I watched "The Shawshank Redemption" again yesterday.  That makes the eighth or ninth time I have watched it--and I will watch it again.  It is definitely about redemption.  And I end up crying every time I watch it.  You and I have been redeemed as well.

I also watched "Apollo 13."  I was in a movie mood, and I had never seen it.  However, the words "Houston, we have a problem," are so familiar.  I remember the event from April 1970,  but had never seen the movie.  The real thing was nerve-jangling enough.  Military pilots hold the softest place in my heart.   You have to be certifiably insane to land on a carrier or go up in space.

And I ended the day by watching "The Help."   I lived through that time.   I was driving from Beaufort S.C. to Oklahoma the day of the march through Montgomery.  I stayed there all night with a friend and left the next morning and drove us on to Pryor.  Ken, of course, was in Spain, or Cuba, or somewhere.  I just decided to go see my folks--so I took off with my three little ones, without any awareness of the history that was being made that day in Montgomery.  You would have to be old enough to remember how horrible black people were treated to fully appreciate the bravery they exhibited at that time.  It was truly historic.  I'm glad I was there.
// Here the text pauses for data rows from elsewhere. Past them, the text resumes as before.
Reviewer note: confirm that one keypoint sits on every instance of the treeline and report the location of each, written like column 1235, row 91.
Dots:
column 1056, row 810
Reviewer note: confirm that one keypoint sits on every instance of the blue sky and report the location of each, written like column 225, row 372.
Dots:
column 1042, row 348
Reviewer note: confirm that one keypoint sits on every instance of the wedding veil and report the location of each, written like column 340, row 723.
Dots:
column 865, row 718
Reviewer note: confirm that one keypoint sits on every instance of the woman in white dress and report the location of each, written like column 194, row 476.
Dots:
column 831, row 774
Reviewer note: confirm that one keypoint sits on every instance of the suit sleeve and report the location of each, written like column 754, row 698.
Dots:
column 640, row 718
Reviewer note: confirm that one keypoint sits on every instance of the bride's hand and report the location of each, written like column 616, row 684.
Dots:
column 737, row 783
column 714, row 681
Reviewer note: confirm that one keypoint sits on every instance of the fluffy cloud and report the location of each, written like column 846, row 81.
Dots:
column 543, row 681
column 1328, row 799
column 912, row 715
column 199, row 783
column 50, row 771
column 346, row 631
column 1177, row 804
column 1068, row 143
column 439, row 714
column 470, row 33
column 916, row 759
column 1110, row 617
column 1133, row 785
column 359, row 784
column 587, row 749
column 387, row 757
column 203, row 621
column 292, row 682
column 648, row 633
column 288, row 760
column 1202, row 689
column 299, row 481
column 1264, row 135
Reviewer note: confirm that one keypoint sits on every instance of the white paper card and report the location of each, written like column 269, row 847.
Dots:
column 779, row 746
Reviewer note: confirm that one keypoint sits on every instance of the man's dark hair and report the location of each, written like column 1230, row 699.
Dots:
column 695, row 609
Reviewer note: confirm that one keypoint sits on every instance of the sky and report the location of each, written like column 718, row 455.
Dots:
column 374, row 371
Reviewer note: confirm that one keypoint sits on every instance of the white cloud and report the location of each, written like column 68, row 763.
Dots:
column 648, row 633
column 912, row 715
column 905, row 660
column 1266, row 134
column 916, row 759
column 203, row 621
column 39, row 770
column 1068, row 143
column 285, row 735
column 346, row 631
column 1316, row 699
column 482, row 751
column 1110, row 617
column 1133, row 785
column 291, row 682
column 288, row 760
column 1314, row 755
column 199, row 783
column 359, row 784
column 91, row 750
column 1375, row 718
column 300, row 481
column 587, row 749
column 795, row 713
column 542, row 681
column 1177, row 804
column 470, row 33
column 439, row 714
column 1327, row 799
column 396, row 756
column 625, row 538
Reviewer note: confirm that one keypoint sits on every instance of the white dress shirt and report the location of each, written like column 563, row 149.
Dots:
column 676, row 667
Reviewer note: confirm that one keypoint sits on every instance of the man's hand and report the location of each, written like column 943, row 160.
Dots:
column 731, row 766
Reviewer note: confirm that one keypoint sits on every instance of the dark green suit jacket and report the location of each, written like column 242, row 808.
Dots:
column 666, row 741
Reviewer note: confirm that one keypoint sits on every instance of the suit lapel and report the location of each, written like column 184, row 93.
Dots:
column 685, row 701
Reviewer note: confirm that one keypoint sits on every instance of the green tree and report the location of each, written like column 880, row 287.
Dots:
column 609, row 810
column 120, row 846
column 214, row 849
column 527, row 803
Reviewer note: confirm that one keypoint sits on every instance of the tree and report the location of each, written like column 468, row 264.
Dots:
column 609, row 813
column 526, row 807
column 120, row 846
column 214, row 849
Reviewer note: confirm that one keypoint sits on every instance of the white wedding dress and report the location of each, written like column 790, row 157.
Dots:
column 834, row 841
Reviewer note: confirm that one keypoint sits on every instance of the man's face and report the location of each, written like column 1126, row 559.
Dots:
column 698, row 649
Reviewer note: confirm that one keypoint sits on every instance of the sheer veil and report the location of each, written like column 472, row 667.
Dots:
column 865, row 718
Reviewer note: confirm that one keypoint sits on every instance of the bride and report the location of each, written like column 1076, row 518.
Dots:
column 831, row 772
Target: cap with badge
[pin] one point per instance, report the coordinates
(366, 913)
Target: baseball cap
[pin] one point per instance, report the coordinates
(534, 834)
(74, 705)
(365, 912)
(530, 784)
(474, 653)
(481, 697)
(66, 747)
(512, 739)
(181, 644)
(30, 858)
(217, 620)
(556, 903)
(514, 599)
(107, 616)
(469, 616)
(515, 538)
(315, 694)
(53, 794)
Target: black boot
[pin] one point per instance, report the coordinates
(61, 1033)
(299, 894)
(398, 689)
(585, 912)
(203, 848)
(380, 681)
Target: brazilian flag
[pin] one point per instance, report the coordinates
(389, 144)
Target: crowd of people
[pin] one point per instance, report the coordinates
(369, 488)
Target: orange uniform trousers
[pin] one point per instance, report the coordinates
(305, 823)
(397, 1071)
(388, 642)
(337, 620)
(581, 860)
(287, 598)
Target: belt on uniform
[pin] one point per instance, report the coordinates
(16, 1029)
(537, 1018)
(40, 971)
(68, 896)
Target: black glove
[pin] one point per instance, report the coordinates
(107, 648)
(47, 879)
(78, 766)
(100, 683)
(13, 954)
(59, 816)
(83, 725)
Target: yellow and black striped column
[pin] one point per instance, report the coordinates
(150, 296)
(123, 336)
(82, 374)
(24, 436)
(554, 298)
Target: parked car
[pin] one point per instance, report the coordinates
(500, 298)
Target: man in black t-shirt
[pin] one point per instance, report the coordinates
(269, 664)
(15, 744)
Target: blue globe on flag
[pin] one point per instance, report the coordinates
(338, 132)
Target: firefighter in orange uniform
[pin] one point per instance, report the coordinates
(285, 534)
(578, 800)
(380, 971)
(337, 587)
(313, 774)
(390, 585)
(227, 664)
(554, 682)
Jesus loves the little children, All the children of the world.  (Remember this song from our childhood Sunday School class?)  Red and Yellow, Black and White, they are precious in His sight.  Jesus loves the little children of the World.

I didn't really know what that song meant when I was growing up.  We didn't have a single black family in Pryor, so I didn't know how they were treated.  But when I moved to Beaufort, I found out.  The county was 72% black, and they couldn't get decent jobs to support their families.  It was so sad.